Hay que recordar, por lo tanto, que en la época de Cristóbal Colón, los indios de América imaginaban a los hombres recién llegados, como otros hombres o dioses, pero perteneciendo a su mismo sistema. No imaginaban otra razón del poder, que aquella del prestigio. Todas las sociedades indias, de la Patagonia a Alaska ¿no estaban acaso organizadas a partir de los mismos principios de reciprocidad? Y, probablemente, no vino a la mente de alguna autoridad indígena llamarse “hijo del dios vivo”, sin participar uno mismo de una relación de reciprocidad; sin pertenecer, de alguna manera, a una estructura generadora del ser común, que se llamaba dios y que llamamos hoy “la humanidad”. Para todos, la gloria, la gloria divina, era la expresión del ser social engendrado por la reciprocidad, cuya eficiencia era tan potente que la podían imaginar ¡como fuerza motriz del sol!

En cuanto a los occidentales, tenían sólo a la vista el oro y no atribuían prestigio a una autoridad fundada sobre el prestigio de los donadores. Su poder se instauraba sobre la propiedad. Los valores espirituales, los pisaban y sus símbolos, los quemaban para extraer lingotes.

Pensemos entonces en la articulación de estas dos lógicas: el uno da, mientras el otro acumula. Las dos dinámicas suman sus efectos para transferir el poder material de un solo lado, y sin retorno. Este poder confiere, a aquel que lo recibe y lo institucionaliza mediante la propiedad privada, los medios de la violencia necesaria para no preocuparse más por rebelión alguna.

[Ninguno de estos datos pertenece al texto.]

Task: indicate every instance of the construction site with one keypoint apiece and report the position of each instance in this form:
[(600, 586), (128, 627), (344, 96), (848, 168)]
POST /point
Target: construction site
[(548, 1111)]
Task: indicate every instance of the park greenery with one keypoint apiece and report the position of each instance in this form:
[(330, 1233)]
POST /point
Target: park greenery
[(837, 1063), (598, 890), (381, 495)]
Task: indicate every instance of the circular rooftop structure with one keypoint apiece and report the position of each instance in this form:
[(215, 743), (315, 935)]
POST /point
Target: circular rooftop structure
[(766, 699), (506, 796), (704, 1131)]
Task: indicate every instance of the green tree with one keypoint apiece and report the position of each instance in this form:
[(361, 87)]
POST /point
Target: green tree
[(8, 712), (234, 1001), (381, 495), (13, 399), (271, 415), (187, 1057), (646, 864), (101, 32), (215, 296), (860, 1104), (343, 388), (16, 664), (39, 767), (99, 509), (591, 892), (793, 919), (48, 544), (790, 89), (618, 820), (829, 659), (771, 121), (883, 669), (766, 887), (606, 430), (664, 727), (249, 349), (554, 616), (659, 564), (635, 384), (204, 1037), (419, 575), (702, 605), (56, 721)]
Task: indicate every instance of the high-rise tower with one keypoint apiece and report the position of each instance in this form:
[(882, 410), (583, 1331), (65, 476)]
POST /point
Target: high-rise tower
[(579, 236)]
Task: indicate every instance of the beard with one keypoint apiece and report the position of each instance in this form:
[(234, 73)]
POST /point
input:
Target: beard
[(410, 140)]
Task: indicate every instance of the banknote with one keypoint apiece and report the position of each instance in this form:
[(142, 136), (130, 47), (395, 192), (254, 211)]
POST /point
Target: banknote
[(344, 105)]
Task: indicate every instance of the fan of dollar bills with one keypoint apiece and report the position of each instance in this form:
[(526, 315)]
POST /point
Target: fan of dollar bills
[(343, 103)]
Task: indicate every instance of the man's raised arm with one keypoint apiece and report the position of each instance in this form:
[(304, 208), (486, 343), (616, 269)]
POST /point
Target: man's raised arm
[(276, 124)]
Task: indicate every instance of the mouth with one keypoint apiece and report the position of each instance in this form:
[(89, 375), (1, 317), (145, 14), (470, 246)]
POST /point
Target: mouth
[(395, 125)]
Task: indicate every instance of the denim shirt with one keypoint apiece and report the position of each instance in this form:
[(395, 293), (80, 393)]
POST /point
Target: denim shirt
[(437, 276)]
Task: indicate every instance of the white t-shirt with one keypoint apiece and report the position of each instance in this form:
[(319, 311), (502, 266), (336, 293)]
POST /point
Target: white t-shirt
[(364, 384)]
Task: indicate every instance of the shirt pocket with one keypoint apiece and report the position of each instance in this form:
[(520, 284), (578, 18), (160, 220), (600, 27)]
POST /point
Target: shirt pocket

Pero lo que quería enfatizar, es que este quid pro quo no ha caducado; sigue vigente en todo el mundo y, a saber, entre todas las relaciones económicas, sociales, culturales, políticas de hoy, entre capitalistas y no-capitalistas.

La perpetuación del quid pro quo explica la derrota de los usos, costumbres, tradiciones, culturas de todas las sociedades del mundo frente al libre cambio. De esta derrota permanente, proviene tal vez este cansancio de los pueblos que rechazan entonces ellos mismos su propio sistema de valores. Algunos ya no quieren vivir para morir y se suicidan (los adaman o los guaraní, por ejemplo).

Que se revele el quid pro quo, y se dará un maravilloso vuelco; primero, psicológico porque aquellos que reconocerán el quid pro quo, vivirán su cultura ya no como una muerte, sino como una resurrección.

Constituyamos inmediatamente redes de reciprocidad, interfases y territorios liberados del sistema capitalista; territorios en los que la reciprocidad esté autorizada sin límites, y no habrá más fronteras entre los hombres, sino aquellas que les opondrán los capitalistas mismos con los límites de su propiedad. Pero el tiempo de los capitalistas ha pasado y podríamos decir, como los aztecas que veían morir México, que ya los fortines capitalistas son ruinas. Nuestra lucha, en realidad, ya no se vuelca en contra de ellos, los ignora, porque tenemos cosas mejores que hacer que combatirles: tenemos que construir un mundo mejor, y sabemos cómo. El criterio del intercambio o de la reciprocidad, es más que una frontera de civilización, más que una interfase de sistemas, es un umbral histórico.

Cada uno puede, ahora, escoger y reconocer si el otro práctica el intercambio o la reciprocidad; si es un enemigo o un aliado y adaptar su actitud en consecuencia. De esta simple línea divisoria de las aguas, un mundo todavía en la neblina se descubre como la tierra en el alba: ese día es el de la libertad de ser humano.